History/Text: Pollution

The San Juan Generating Station, near Farmington, is a highly-polluting coal-fired power plant. The plant is responsible for significant nitrogen oxide emissions, which not only contribute to regional haze and ground-level ozone, but are also a hazard to public health. The Navajo Nation has been living with the plant’s excessive pollution for decades and is supporting the Environmental Protection Agency’s request to improve their emissions of pollutants. If the request is carried out, the plant will reduce the ozone and particulate pollution that often obstructs the views in the regions national parks, as well as lower the risks of premature death and asthma that is often associated with air particulates.

Pollution is not limited to the Farmington region, though. Nitrate poison comes from sewage treatment plants, dairies, industrial facilities, restaurants, mobile home parks, other commercial operations. Nitrate pollution has been found in some areas of groundwater, which accounts for nearly half of the water that is used in New Mexico.

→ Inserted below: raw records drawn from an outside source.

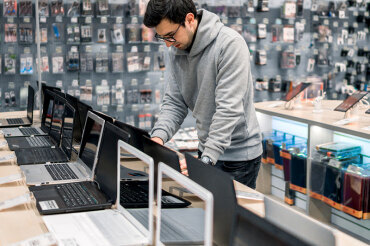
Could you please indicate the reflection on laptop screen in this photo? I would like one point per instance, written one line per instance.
(56, 125)
(31, 95)
(49, 111)
(69, 114)
(106, 167)
(82, 111)
(89, 147)
(181, 226)
(135, 194)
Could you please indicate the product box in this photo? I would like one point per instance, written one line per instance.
(298, 172)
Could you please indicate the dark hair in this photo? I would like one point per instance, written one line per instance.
(173, 10)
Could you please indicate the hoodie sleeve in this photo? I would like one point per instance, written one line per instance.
(173, 111)
(231, 86)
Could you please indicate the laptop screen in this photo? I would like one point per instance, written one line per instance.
(188, 225)
(31, 97)
(47, 113)
(67, 132)
(57, 120)
(77, 128)
(135, 133)
(106, 167)
(82, 112)
(90, 141)
(141, 191)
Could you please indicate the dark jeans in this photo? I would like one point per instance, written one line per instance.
(244, 172)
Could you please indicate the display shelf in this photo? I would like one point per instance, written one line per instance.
(319, 129)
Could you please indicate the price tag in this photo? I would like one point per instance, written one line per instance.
(119, 20)
(7, 157)
(134, 20)
(10, 178)
(15, 201)
(119, 108)
(104, 20)
(88, 20)
(46, 239)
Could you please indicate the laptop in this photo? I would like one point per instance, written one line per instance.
(135, 192)
(299, 224)
(135, 133)
(24, 121)
(82, 169)
(56, 154)
(105, 227)
(47, 112)
(99, 193)
(251, 229)
(52, 140)
(184, 225)
(222, 188)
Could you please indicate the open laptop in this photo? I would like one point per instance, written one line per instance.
(222, 188)
(299, 224)
(24, 121)
(56, 154)
(99, 193)
(135, 133)
(135, 192)
(251, 229)
(36, 131)
(105, 227)
(184, 225)
(82, 169)
(52, 140)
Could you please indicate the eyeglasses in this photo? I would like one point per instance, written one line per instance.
(170, 38)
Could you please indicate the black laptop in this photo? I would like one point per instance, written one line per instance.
(52, 140)
(89, 195)
(135, 133)
(222, 187)
(55, 154)
(24, 121)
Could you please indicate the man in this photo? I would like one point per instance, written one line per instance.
(209, 73)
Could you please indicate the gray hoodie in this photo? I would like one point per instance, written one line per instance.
(214, 81)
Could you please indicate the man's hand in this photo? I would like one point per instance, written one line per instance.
(157, 140)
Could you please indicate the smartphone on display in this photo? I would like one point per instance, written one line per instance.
(351, 101)
(296, 90)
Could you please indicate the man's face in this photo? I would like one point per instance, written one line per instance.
(183, 34)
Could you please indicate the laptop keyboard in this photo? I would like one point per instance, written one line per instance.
(75, 194)
(60, 171)
(28, 131)
(133, 194)
(38, 141)
(15, 121)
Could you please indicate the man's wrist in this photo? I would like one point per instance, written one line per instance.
(207, 160)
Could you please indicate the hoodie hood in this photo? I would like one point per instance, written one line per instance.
(208, 29)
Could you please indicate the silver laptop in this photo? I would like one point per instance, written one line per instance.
(299, 224)
(106, 227)
(80, 170)
(192, 225)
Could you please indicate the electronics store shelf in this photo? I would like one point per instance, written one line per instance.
(324, 119)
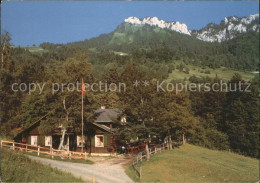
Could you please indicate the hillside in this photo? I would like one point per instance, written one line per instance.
(15, 167)
(191, 163)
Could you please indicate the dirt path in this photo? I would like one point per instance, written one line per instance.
(105, 170)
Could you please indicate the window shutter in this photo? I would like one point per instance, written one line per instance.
(29, 140)
(105, 140)
(93, 141)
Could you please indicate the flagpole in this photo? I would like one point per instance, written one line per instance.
(82, 118)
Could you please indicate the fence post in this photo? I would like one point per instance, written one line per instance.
(140, 172)
(51, 152)
(93, 179)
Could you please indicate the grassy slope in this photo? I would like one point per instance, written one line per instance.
(223, 73)
(15, 167)
(191, 163)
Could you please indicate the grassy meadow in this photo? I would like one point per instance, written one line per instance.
(191, 163)
(16, 167)
(222, 72)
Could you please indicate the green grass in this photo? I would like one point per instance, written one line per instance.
(16, 167)
(223, 73)
(191, 163)
(59, 158)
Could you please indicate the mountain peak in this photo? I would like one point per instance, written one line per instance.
(154, 21)
(227, 29)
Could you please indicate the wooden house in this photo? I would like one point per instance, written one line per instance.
(99, 141)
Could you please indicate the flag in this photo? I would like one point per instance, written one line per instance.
(83, 87)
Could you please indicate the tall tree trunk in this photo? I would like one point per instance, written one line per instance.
(147, 152)
(63, 127)
(183, 138)
(62, 138)
(170, 140)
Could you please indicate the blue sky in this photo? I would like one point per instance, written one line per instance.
(31, 22)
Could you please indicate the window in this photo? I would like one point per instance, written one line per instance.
(34, 140)
(48, 141)
(80, 142)
(99, 141)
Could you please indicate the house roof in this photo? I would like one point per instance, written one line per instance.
(103, 127)
(106, 115)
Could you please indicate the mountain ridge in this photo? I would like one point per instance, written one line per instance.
(225, 30)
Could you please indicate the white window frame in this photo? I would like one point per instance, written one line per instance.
(78, 141)
(96, 137)
(123, 119)
(33, 137)
(46, 141)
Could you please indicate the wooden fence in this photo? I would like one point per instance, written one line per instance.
(139, 157)
(43, 150)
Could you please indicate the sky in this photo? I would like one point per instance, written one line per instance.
(31, 22)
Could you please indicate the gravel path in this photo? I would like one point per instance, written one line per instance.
(105, 170)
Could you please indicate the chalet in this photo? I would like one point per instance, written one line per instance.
(100, 140)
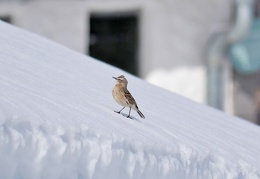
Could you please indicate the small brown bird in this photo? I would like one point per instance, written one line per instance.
(123, 96)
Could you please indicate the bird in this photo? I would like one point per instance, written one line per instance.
(123, 97)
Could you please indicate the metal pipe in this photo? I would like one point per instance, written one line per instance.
(217, 52)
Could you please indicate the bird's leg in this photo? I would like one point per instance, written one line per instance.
(129, 112)
(120, 110)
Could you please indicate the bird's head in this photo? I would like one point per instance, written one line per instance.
(121, 79)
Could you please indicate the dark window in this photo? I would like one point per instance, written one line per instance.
(114, 40)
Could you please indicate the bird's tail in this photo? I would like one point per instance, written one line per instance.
(140, 114)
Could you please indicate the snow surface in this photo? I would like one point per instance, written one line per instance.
(57, 121)
(186, 81)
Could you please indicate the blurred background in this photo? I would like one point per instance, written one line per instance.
(205, 50)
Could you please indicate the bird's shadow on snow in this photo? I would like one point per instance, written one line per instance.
(131, 117)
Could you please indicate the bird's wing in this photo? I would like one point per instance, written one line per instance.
(129, 98)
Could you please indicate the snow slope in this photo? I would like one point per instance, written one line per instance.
(57, 121)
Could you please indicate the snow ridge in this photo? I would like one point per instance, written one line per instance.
(30, 149)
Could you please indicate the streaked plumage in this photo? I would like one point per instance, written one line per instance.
(123, 97)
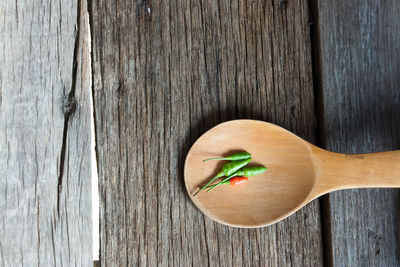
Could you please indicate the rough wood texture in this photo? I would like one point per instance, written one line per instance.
(360, 51)
(44, 134)
(164, 73)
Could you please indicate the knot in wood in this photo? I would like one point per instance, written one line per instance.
(69, 105)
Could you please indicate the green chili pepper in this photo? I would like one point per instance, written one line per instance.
(246, 171)
(227, 170)
(226, 182)
(234, 156)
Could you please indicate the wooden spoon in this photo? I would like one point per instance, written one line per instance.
(298, 172)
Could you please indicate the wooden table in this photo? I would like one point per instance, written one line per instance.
(162, 73)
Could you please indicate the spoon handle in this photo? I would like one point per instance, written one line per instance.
(343, 171)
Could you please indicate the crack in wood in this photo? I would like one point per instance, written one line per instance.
(69, 105)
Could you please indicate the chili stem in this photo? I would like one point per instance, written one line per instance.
(212, 159)
(221, 182)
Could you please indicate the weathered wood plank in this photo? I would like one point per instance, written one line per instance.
(44, 136)
(165, 72)
(360, 51)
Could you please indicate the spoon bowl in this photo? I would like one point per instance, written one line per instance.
(297, 173)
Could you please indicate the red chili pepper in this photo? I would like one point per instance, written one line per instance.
(238, 180)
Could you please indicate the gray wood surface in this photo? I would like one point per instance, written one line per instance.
(360, 55)
(44, 134)
(164, 73)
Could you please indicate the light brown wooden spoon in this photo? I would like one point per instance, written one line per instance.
(298, 172)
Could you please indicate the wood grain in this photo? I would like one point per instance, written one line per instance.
(164, 73)
(360, 51)
(44, 134)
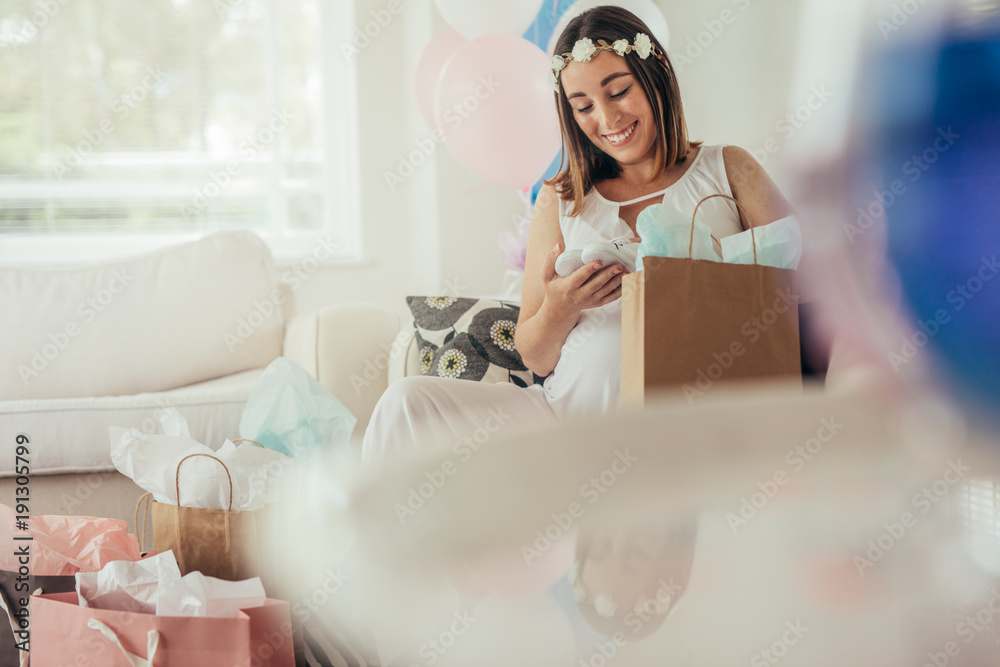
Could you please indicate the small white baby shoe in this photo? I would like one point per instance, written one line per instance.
(620, 251)
(568, 262)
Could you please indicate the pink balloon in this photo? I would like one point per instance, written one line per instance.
(427, 73)
(497, 110)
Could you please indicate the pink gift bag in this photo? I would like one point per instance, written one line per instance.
(64, 633)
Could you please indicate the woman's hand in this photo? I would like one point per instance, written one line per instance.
(590, 286)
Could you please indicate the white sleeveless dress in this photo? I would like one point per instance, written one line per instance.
(587, 377)
(419, 412)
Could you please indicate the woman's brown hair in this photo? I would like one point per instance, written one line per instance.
(588, 164)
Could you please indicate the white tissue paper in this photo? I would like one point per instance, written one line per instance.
(126, 585)
(151, 461)
(779, 244)
(155, 585)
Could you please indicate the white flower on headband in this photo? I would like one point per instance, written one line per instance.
(583, 50)
(643, 45)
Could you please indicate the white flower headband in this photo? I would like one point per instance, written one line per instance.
(585, 49)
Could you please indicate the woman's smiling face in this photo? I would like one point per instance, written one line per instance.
(611, 107)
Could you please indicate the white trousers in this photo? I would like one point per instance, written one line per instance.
(425, 413)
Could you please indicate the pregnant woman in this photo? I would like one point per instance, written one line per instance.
(627, 147)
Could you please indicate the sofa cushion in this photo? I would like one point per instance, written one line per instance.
(171, 318)
(71, 434)
(469, 339)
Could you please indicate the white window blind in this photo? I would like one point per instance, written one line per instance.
(165, 118)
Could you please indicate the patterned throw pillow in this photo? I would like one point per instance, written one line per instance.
(469, 339)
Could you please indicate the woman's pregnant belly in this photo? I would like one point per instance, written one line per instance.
(588, 376)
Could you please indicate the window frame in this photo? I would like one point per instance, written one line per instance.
(338, 180)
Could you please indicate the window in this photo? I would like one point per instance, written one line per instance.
(127, 124)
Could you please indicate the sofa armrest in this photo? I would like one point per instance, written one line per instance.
(347, 348)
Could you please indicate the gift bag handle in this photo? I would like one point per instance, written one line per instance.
(177, 508)
(177, 477)
(753, 239)
(14, 629)
(152, 643)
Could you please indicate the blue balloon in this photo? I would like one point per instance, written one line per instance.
(549, 14)
(935, 120)
(538, 34)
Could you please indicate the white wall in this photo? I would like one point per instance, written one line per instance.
(441, 224)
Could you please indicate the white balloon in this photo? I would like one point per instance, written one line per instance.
(644, 9)
(476, 18)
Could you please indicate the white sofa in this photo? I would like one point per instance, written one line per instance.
(191, 327)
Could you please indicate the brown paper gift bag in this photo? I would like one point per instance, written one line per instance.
(218, 543)
(688, 325)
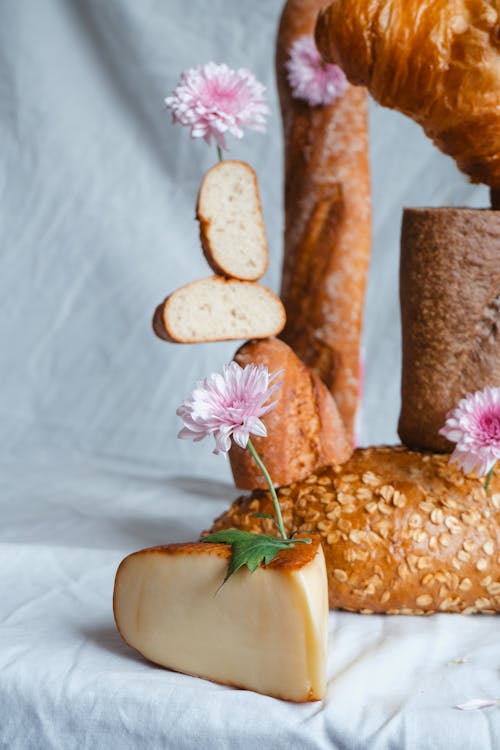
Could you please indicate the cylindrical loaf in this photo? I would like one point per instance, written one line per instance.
(402, 532)
(327, 222)
(305, 430)
(450, 314)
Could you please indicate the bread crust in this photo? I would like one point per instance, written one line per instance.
(327, 223)
(305, 430)
(433, 60)
(164, 328)
(450, 315)
(402, 532)
(205, 222)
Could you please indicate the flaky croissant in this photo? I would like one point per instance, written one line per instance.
(437, 61)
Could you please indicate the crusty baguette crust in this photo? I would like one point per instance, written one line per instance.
(208, 244)
(305, 429)
(165, 328)
(450, 315)
(403, 532)
(328, 223)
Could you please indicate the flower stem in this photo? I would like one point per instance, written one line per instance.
(268, 479)
(489, 477)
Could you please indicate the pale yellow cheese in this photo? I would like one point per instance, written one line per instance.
(264, 631)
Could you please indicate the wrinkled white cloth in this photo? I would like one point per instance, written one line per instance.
(97, 193)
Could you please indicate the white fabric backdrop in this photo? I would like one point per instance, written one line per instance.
(97, 226)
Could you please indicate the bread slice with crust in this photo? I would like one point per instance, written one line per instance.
(231, 225)
(217, 309)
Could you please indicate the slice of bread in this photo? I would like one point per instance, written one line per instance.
(217, 309)
(231, 225)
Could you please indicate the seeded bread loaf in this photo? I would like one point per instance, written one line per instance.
(403, 532)
(450, 315)
(327, 222)
(217, 309)
(306, 428)
(232, 229)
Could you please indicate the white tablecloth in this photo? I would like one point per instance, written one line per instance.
(97, 194)
(68, 681)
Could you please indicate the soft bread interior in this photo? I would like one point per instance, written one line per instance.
(232, 228)
(216, 309)
(265, 631)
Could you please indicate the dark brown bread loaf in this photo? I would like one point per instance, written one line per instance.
(327, 222)
(402, 532)
(450, 311)
(305, 429)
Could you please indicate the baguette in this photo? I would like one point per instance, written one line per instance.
(327, 223)
(232, 229)
(450, 315)
(402, 532)
(305, 429)
(217, 309)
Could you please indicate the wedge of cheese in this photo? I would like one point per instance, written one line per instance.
(264, 631)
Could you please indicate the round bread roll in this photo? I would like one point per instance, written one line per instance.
(402, 532)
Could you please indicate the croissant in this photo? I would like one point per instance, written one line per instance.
(437, 61)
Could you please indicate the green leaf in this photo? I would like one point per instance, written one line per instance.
(266, 515)
(248, 549)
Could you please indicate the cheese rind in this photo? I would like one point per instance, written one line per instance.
(265, 631)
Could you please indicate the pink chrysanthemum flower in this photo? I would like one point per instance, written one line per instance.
(310, 78)
(214, 100)
(474, 425)
(229, 404)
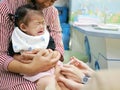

While dairy is the most important agricultural industry in New Mexico, the New Mexico Environment Department has said that 2/3 of the state’s 150 dairy plants are contaminating the groundwater with the excessive amount of cattle excrement on these farms. So, while we may be getting good milk out of the farms, we may also be getting contaminated groundwater.

There are two major dairy regions in the state: One is located in eastern New Mexico, while the other is located in central New Mexico. The eastern zone is the major production area, with more than 75% of the milk volume. Within the eastern zone,Chaves, Roosevelt, and Curry counties, produce 65% of total milk. In the central area, Doña Ana in the southern part of the state produces 15% of the milk.

Other sources responsible for pollution are the creosote plant in the South Valley of Albuquerque, a junkyard in Los Lunas, an old battery recycling center in Clovis, two uranium mills near Gallup, and other chemical handling facilities in the state.